Dünya Ekonomik Forumu Kurucu Başkanı Klaus Schwab, “2008-2009 krizi sistemin çıkmazda olduğunun bir işaretiydi fakat gerçeklerle yüzleşmek ve sistemden yararlananların işine gelmedi. Çıkmazdaki sistem sınırsız miktarda paraya boğularak ayakta tutuldu. Pandemi sonrasında zenginlerden yoksullara, sermaye sahiplerinden emekçi kesime büyük bir kaynak transferi yaşanacak. Şu anda iki dev sorunla karşı karşıyayız. Birincisi zenginlerle yoksullar arasındaki uçurumun giderek derinleşmesi, ikincisi iklim krizi”.

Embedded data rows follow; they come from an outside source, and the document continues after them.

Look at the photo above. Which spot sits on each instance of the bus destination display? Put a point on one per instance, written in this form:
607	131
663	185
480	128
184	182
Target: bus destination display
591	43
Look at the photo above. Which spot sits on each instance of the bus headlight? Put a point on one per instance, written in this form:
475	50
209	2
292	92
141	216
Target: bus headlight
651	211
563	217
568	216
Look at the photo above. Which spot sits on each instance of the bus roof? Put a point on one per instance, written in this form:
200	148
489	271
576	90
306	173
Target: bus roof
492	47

Bu iki ana başlığa ek olarak salgın eklenince mevcut hal daha ağırlaştı. Mevcut sistemin gelir eşitsizliğini körükleyen yanı farklı coğrafyalarda yaşayan çok geniş kitlelerin giderek sayısını artarak, küresel yaşamın dayatması onları türdeşleştiriyor, diğer taraftan iklim sorunları ve ona tabi olunan yaşam biçimindeki gelişmeler kitlelerin doğa ile olan kadim münasebetlerine ve uzak yakın sosyal hayatlarını yabancılaştırdı.
Son Suudi Arabistan- Katar ziyaretinde Suudi-ABD Yatırım Forumunda söz alan Başkan Trump, “Modern Ortadoğu’nun doğuşu, bu bölgenin insanları tarafından gerçekleştirildi; burada olan insanlar, hayatları boyunca burada yaşamış, kendi egemen ülkelerini geliştiren, kendi özgün vizyonlarını izleyen ve kendi kaderlerini kendi yollarından çizen insanlar tarafından. Gelip size nasıl yapılacağını anlatmaya kalktılar ama kendileri nasıl yapacaklarını bilmiyorlardı”.

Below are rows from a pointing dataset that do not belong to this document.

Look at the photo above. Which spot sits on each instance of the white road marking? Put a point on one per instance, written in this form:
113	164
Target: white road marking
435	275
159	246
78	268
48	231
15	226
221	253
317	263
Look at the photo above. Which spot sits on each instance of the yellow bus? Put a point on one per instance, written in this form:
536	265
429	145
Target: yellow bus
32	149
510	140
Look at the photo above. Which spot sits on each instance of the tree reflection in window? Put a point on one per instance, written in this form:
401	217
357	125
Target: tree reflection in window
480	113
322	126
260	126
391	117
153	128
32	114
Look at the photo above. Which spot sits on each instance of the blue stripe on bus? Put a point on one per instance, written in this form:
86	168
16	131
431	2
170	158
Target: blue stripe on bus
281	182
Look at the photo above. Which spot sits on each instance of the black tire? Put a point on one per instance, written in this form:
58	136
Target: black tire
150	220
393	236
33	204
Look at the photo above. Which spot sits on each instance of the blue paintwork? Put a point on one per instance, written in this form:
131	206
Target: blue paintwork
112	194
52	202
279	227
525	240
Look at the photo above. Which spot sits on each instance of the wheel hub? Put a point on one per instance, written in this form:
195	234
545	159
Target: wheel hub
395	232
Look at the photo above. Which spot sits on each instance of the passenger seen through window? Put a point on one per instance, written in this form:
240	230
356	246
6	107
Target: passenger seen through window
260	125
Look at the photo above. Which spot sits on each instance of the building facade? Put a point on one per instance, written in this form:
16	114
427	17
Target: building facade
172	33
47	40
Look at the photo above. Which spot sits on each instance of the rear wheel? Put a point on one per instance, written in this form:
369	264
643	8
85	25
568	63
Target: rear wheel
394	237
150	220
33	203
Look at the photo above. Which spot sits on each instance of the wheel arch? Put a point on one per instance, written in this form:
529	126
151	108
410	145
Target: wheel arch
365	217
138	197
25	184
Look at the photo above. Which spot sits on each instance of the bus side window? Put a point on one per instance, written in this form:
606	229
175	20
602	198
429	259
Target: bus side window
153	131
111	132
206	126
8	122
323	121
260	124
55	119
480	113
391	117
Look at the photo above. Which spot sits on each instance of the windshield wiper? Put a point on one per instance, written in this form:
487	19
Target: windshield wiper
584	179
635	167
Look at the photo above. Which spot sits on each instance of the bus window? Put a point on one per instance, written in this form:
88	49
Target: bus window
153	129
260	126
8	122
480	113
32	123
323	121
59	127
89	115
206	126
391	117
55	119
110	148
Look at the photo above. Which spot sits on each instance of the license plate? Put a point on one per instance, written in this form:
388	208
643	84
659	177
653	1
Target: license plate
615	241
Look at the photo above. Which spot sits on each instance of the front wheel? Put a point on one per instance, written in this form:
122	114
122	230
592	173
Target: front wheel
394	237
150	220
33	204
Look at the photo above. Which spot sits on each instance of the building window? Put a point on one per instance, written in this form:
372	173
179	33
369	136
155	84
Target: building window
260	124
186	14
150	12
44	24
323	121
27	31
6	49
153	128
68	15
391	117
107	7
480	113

“Sözde ulus inşa ediciler, inşa ettiklerinden daha çok ulusu mahvetti ve müdahaleciler kendilerinin bile anlamadığı karmaşık toplumlara karışmaya kalktılar”. sözleriyle şimdilik, Neoconlara ve küresel politikalara dair güncel mesajlar verdi.
Şimdi manzara, Soğuk Savaşın bitiminin üzerinden 35 yıl geçmesine ve bu süre içinde liberal sivil toplum ve liberal kültür ihracının kaynak ülkelerinin kendi aralarında meydana gelen tefrikaya ve giderek tehlikeye dönüştüğünü açıkça gösteriyor. Bu şekilde hem kendi içerilerinde, hem de küresel bazda bu kadar hasım celbi kolay değildir.